Anche Shakufa Bahrami è arrivata da sei mesi in Italia: “Mio marito lavorava per la Nato, avevamo una bella casa, non ci mancava niente, ma abbiamo dovuto lasciare tutto”. E anche loro, come Khalil e la sua famiglia e come migliaia di altre persone, da agosto 2021 vivono in albergo: “Penso che potrò rendermi conto di come sarà la mia nuova normalità solo quando ci daranno una casa”.
La casa per ora non c'è
Casa che era stata loro promessa nel giro di poco, ma poi la situazione si è complicata: “Adesso dicono che è perché c’è l’emergenza per gli ucraini, a me spiace per loro – dice Khalil -, però secondo me le istituzioni italiane si sono dimenticate di noi afghani. Non possiamo certo lamentarci per essere qua con tutto pronto, ma ci manca la nostra privacy, abbiamo voglia di ricostruire una casa vera”. Infatti – e la cooperativa Rosa Camuna è tra gli esempi più felici – la sistemazione prevede una sola stanza per tutta la famiglia, che spesso consta di 8-10 membri. “Hanno voglia di contribuire, di integrarsi – commenta Rino Bianchi – vogliono trovare un lavoro, non restare qui sospesi”.
Il sogno di tornare a casa
Scendendo di un piano ci sono i mini alloggi degli ucraini. Qui la semantica è diversa, a partire dal cartellone disegnato con la bandiera ucraina sulla porta d’ingresso: “Il nostro desiderio – dice Julia Shapoval – è di tornare a casa il prima possibile. Arrivo da Poltava, ho voluto portare i miei figli lontani dalle bombe. Il più grande ha una paralisi cerebrale e quando è iniziata la guerra ha smesso di parlare, ora ha ripreso a dire qualche parola, ma qui mancano le terapie a cui era abituato, non conosciamo la lingua. Mio marito è rimasto là, quello che mi preoccupa è che si sta abituando ai bombardamenti, ormai non ha più paura. Tante volte mi dico che ormai la situazione si è calmata, che posso tornare in Ucraina, ma poi penso al perché sono venuta qui: volevo proteggere i miei figli e voglio continuare a farlo”.

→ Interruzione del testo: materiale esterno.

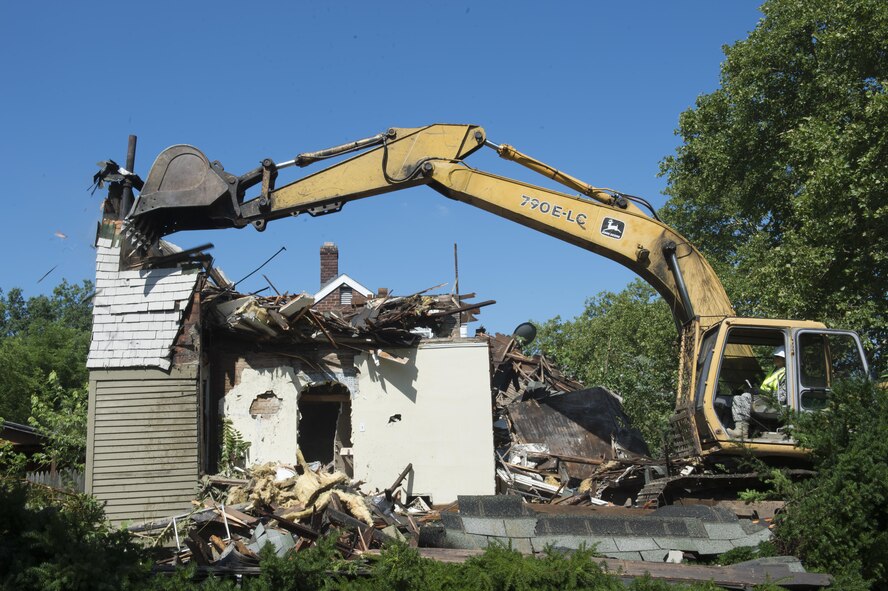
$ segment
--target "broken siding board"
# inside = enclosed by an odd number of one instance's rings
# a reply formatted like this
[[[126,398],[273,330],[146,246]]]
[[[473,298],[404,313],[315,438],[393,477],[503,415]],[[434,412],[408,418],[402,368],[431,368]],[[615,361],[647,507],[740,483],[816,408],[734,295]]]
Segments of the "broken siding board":
[[[189,450],[189,447],[191,447],[192,449]],[[148,458],[165,460],[171,457],[184,460],[191,457],[192,455],[196,455],[193,447],[194,445],[191,442],[165,443],[142,448],[140,448],[139,446],[112,446],[96,449],[95,456],[97,462],[111,461],[118,457],[122,459],[128,458],[133,462],[147,460]]]
[[[138,398],[170,398],[191,392],[193,384],[130,384],[102,389],[102,400],[132,400],[136,398],[133,389],[138,388]]]
[[[109,468],[110,470],[110,468]],[[139,476],[142,478],[154,478],[157,476],[185,476],[191,475],[194,473],[194,470],[191,468],[172,468],[169,470],[143,470],[139,468],[133,468],[132,466],[122,466],[117,468],[115,471],[103,471],[96,474],[95,485],[98,486],[99,483],[105,481],[118,481],[121,478],[131,478],[132,472],[138,472]]]
[[[108,464],[112,462],[120,462],[126,460],[129,460],[131,464],[150,460],[154,463],[164,464],[180,462],[183,464],[184,467],[188,465],[187,462],[197,457],[197,451],[195,451],[194,449],[148,450],[139,453],[135,451],[115,452],[113,450],[113,447],[96,450],[94,454],[96,466],[99,466],[103,463]],[[150,466],[145,467],[148,468]]]
[[[115,498],[126,498],[127,493],[133,492],[150,492],[153,493],[152,496],[168,491],[173,491],[175,493],[181,491],[185,487],[191,489],[197,488],[192,478],[154,478],[144,479],[138,482],[128,482],[126,484],[107,481],[107,483],[95,485],[95,493],[93,494],[100,494],[102,495],[102,498],[104,498],[105,500],[109,500]]]
[[[150,414],[150,413],[144,413]],[[194,413],[196,415],[196,413]],[[190,413],[189,413],[190,415]],[[114,415],[96,415],[96,426],[102,427],[110,427],[111,425],[120,424],[121,426],[138,426],[141,425],[143,427],[159,429],[161,431],[166,430],[169,427],[185,427],[194,422],[195,417],[183,415],[182,413],[175,414],[171,417],[163,417],[157,415],[151,415],[148,417],[138,417],[134,415],[126,415],[123,416],[114,416]],[[157,433],[154,433],[157,435]]]
[[[163,412],[157,412],[157,409],[162,407]],[[133,419],[133,418],[176,418],[180,416],[188,416],[191,412],[195,410],[194,405],[190,404],[163,404],[154,406],[134,406],[134,407],[125,407],[125,406],[116,406],[111,408],[102,408],[99,407],[96,409],[96,418],[101,420],[113,420],[113,419]]]
[[[197,455],[193,455],[190,457],[181,457],[181,456],[166,456],[166,457],[103,457],[96,458],[94,465],[94,472],[98,473],[105,469],[123,467],[123,466],[132,466],[134,464],[141,464],[143,468],[151,467],[151,468],[160,468],[164,466],[166,468],[176,468],[176,467],[184,467],[184,466],[193,466],[194,469],[194,479],[197,480]],[[134,475],[134,478],[138,478],[138,474]]]
[[[110,498],[112,495],[137,490],[172,491],[174,494],[183,494],[183,490],[193,490],[196,487],[197,484],[195,484],[194,480],[189,475],[183,474],[178,477],[143,478],[141,480],[130,480],[125,483],[104,480],[96,485],[96,491],[102,494],[103,497]],[[108,494],[106,495],[105,493]]]
[[[155,408],[157,408],[157,407],[155,407]],[[166,405],[164,405],[163,408],[166,408]],[[196,414],[196,410],[194,409],[194,407],[192,407],[191,410],[194,411],[194,413]],[[151,421],[151,422],[157,424],[158,420],[160,420],[160,419],[178,419],[183,416],[188,416],[190,414],[192,414],[192,413],[186,414],[186,413],[184,413],[182,411],[178,411],[178,410],[175,410],[175,411],[164,410],[164,411],[154,411],[154,412],[152,412],[150,410],[145,410],[145,411],[135,410],[133,412],[102,412],[101,410],[96,409],[96,420],[97,421],[101,420],[101,421],[106,421],[106,422],[107,421],[118,421],[118,420],[121,420],[121,421]]]
[[[102,400],[132,400],[133,398],[150,399],[150,398],[170,398],[176,395],[189,394],[193,388],[190,384],[169,384],[169,385],[153,385],[153,384],[126,384],[115,388],[105,388],[102,390]],[[134,390],[138,392],[136,396]]]
[[[118,371],[118,370],[115,370]],[[114,373],[114,372],[104,372],[104,373]],[[176,386],[186,386],[191,383],[196,377],[196,373],[194,377],[182,377],[182,378],[167,378],[167,379],[159,379],[157,377],[150,377],[145,379],[139,379],[137,376],[133,374],[138,374],[139,370],[129,370],[129,371],[121,371],[121,374],[126,374],[127,377],[121,377],[119,379],[114,379],[113,381],[104,381],[99,380],[99,387],[106,388],[109,390],[125,388],[127,386],[139,386],[150,388],[152,386],[164,386],[167,388],[175,388]],[[155,372],[150,372],[152,376]],[[157,372],[161,375],[163,372]]]
[[[128,426],[109,426],[103,429],[96,429],[96,432],[101,435],[113,435],[115,439],[119,441],[126,441],[128,439],[141,439],[144,441],[154,441],[155,438],[151,437],[149,439],[145,439],[145,430],[140,427],[128,427]],[[152,433],[153,435],[153,433]],[[177,430],[167,431],[166,436],[170,438],[178,438],[178,437],[197,437],[197,428],[189,429],[188,426],[181,427]],[[164,436],[161,436],[163,438]]]
[[[114,439],[116,439],[119,443],[116,442],[102,442],[101,445],[111,445],[111,446],[127,446],[127,445],[151,445],[153,443],[164,443],[164,442],[175,442],[175,441],[192,441],[194,437],[197,435],[197,430],[193,429],[191,431],[182,431],[180,434],[172,434],[167,433],[166,436],[163,437],[151,437],[150,435],[146,436],[144,432],[123,432],[123,433],[115,433]]]
[[[151,495],[148,497],[147,502],[134,501],[132,497],[127,498],[126,495],[123,495],[120,498],[115,497],[112,503],[108,503],[108,508],[111,513],[127,512],[143,515],[145,513],[152,513],[155,507],[163,508],[163,511],[156,516],[169,518],[177,513],[188,513],[191,511],[191,501],[194,500],[194,492],[190,491],[188,494],[177,495]]]
[[[111,428],[115,426],[119,427],[127,427],[130,430],[138,430],[141,429],[145,433],[151,433],[153,436],[158,435],[158,431],[163,429],[175,428],[181,430],[184,427],[188,427],[189,425],[194,424],[195,419],[189,417],[183,417],[181,419],[158,419],[156,421],[146,421],[145,419],[137,419],[137,420],[124,420],[124,419],[116,419],[114,421],[107,422],[96,422],[96,426],[99,427],[97,432],[102,432],[103,435],[107,436]],[[98,441],[96,441],[98,443]]]
[[[112,409],[121,409],[121,408],[142,408],[142,407],[151,407],[158,404],[158,400],[156,399],[144,399],[144,398],[117,398],[117,399],[104,399],[99,403],[98,408],[107,411]],[[165,397],[165,404],[170,406],[183,406],[185,404],[194,405],[193,402],[188,401],[188,395],[177,393],[176,396]]]
[[[195,407],[194,401],[188,400],[186,396],[180,395],[167,399],[144,399],[134,398],[132,401],[112,400],[102,401],[96,408],[101,415],[112,415],[115,413],[134,413],[145,412],[145,409],[157,408],[163,406],[167,412],[188,412],[189,409]]]
[[[121,468],[128,466],[141,466],[143,470],[159,470],[188,468],[197,471],[197,455],[190,457],[183,456],[167,456],[167,457],[97,457],[94,459],[93,472],[94,476],[98,476],[101,472],[118,472]]]
[[[121,451],[128,452],[133,455],[134,458],[142,457],[144,454],[148,452],[162,451],[162,450],[183,450],[189,449],[194,446],[193,441],[189,441],[186,439],[173,440],[169,439],[166,441],[161,441],[158,443],[144,443],[141,441],[133,441],[129,440],[129,445],[126,445],[124,442],[121,442],[119,445],[108,445],[105,447],[96,447],[96,454],[107,454],[113,451]]]
[[[169,519],[171,515],[188,513],[188,509],[182,508],[182,501],[152,503],[150,505],[118,505],[117,507],[116,509],[106,507],[105,513],[108,521],[118,524]]]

Anche Halyna Hlukhova è scappata dall’Ucraina: “Vengo da Cherson, lì avevo uno studio da estetista, sono specializzata nelle sopracciglia. Quando è scoppiata la guerra sono andata via con mia mamma, mia figlia e il mio cane. Io e mio marito siamo divorziati”. La bandiera sulla porta non delinea solo differenti gradi e paralleli: “Prima l’Europa occidentale mi sembrava un sogno – dice Halyna piangendo – ora il sogno è tornare in Ucraina”. Nel frattempo la bimba che ha in braccio le asciuga le lacrime e il cane le lecca le mani.

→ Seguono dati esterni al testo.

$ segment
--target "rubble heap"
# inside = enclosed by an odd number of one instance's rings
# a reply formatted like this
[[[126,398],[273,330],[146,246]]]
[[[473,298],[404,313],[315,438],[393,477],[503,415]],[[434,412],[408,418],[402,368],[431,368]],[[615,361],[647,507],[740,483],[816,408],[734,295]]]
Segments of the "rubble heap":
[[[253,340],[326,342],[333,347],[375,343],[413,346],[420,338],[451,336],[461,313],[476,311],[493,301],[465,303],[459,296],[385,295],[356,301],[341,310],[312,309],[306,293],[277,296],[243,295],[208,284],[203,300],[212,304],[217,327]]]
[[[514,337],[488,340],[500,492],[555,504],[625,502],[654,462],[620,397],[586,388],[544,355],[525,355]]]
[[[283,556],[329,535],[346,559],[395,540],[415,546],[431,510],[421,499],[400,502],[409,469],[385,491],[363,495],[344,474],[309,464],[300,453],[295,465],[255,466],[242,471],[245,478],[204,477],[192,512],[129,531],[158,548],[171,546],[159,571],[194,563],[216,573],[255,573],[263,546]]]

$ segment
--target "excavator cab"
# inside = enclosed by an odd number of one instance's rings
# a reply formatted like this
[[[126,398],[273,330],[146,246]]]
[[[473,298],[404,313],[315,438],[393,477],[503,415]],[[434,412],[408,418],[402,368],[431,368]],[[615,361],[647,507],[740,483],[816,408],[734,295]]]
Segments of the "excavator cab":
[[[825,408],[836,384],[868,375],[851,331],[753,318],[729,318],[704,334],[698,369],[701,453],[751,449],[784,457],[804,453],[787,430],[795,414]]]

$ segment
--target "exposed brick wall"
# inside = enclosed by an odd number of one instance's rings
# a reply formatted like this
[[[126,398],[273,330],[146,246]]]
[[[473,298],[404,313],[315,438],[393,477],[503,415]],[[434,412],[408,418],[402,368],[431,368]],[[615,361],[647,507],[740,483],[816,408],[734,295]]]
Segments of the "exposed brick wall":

Qualche sedia più in là, Khalil osserva la scena: “Ci ho parlato, con quelli arrivati dall’Ucraina. L’Afghanistan è in guerra da quarant’anni, io li capisco, piangono e mi spiace per loro. Se non avessi otto figli, sarei là a combattere contro i russi, che hanno fatto male tanto a noi quanto a loro”.